2022/03/03抽象的な
ペン・シー氏らは、細胞内構造におけるタンパク質の局在と配向を研究するために、偏光構造光顕微鏡(pSIM)を開発した。この研究成果は、学術誌「Nature Communications」に掲載されている。
本研究は、SIM技術と市販機器の潜在的な特性を深く探求することで、既存のSIMシステムの「能力」を強化し、開発者自身も気づいていなかった既存のSIMシステムの固有の偏光検出特性を掘り起こすことで、既存システムを一切変更することなく偏光SIM機能を実現できるようにするものです。これにより、SIMシステムを有する多くの生命科学研究室が偏光SIMを直接解析できるようになり、偏光超解像イメージングの研究を大きく前進させるでしょう。
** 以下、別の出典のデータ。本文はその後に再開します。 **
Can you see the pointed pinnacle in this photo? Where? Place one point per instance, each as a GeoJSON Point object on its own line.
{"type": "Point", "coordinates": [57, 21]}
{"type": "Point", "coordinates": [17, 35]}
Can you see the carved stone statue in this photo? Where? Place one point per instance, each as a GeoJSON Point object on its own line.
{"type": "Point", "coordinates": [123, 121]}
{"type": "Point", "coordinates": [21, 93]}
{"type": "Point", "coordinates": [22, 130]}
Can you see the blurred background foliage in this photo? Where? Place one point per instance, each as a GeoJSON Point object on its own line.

図1 短いアクチンフィラメントの配向のイメージング。a ファロイジン標識アクチンフィラメントのミオシン駆動運動の動的イメージング。白い枠は短いアクチンフィラメントの軌跡を示しています。b aの黄色い枠で囲まれた領域の拡大図。アクチンフィラメントの双極子の配向は、移動に伴って変化します。c bの断片化されたアクチンのタイムラプス配向と位置。d 海馬ニューロンのアクチンフィラメントの2D-pSIMイメージング。樹状突起の連続した長いアクチンフィラメントと軸索の離散的なアクチンリング構造の領域が明確に区別されています。e 軸索のアクチンリング構造の別の図。f、g dの枠で囲まれた領域の拡大図。PMイメージングとpSIMイメージングの結果を比較しています。 h eで示された線の強度プロファイル。そのフーリエ変換(i)は184 nmの周期性を示しており、これは以前に報告された結果と一致している。 j、k アクチンリング構造は、ニューロンの膜結合周期骨格(MPS)にとって重要である。以前のモデルでは、アデュシンでキャップされたアクチンフィラメントは端と端で連結していると仮定されていた。しかし、pSIMは、短いアクチンフィラメントの向きが軸索軸に平行であることを示しており、アクチンリング構造は横並びで連結していることを支持している。スケールバー:a 2 μm、d~g 1 μm
画像技術の分析
QSIM超解像イメージング光学系は、典型的な低照度イメージングシステムである。TUCSENディヤーナ400BSIこのカメラは、ピーク量子効率95%、読み出しノイズ1.2e-という低ノイズを実現しており、低照度環境下でも高信号対雑音比の画像を取得できます。6.5μmの画素サイズは、60倍高倍率対物レンズに適しており、レンズ解像度のメリットを最大限に活かし、鮮明なディテールを備えた高解像度画像を実現します。
参考資料
Zhanghao K、Chen X、Liu W、Li M、Liu Y、Wang Y、Luo S、Wang X、Shan C、Xie H、Gao J、Chen X、Jin D、Li X、Zhang Y、Dai Q、Xi P. 偏光構造化照明顕微鏡による蛍光双極子の超解像イメージング。Nat Commun. 2019年10月16日;10(1):4694. doi: 10.1038/s41467-019-12681-w. PMID: 31619676; PMCID: PMC6795901.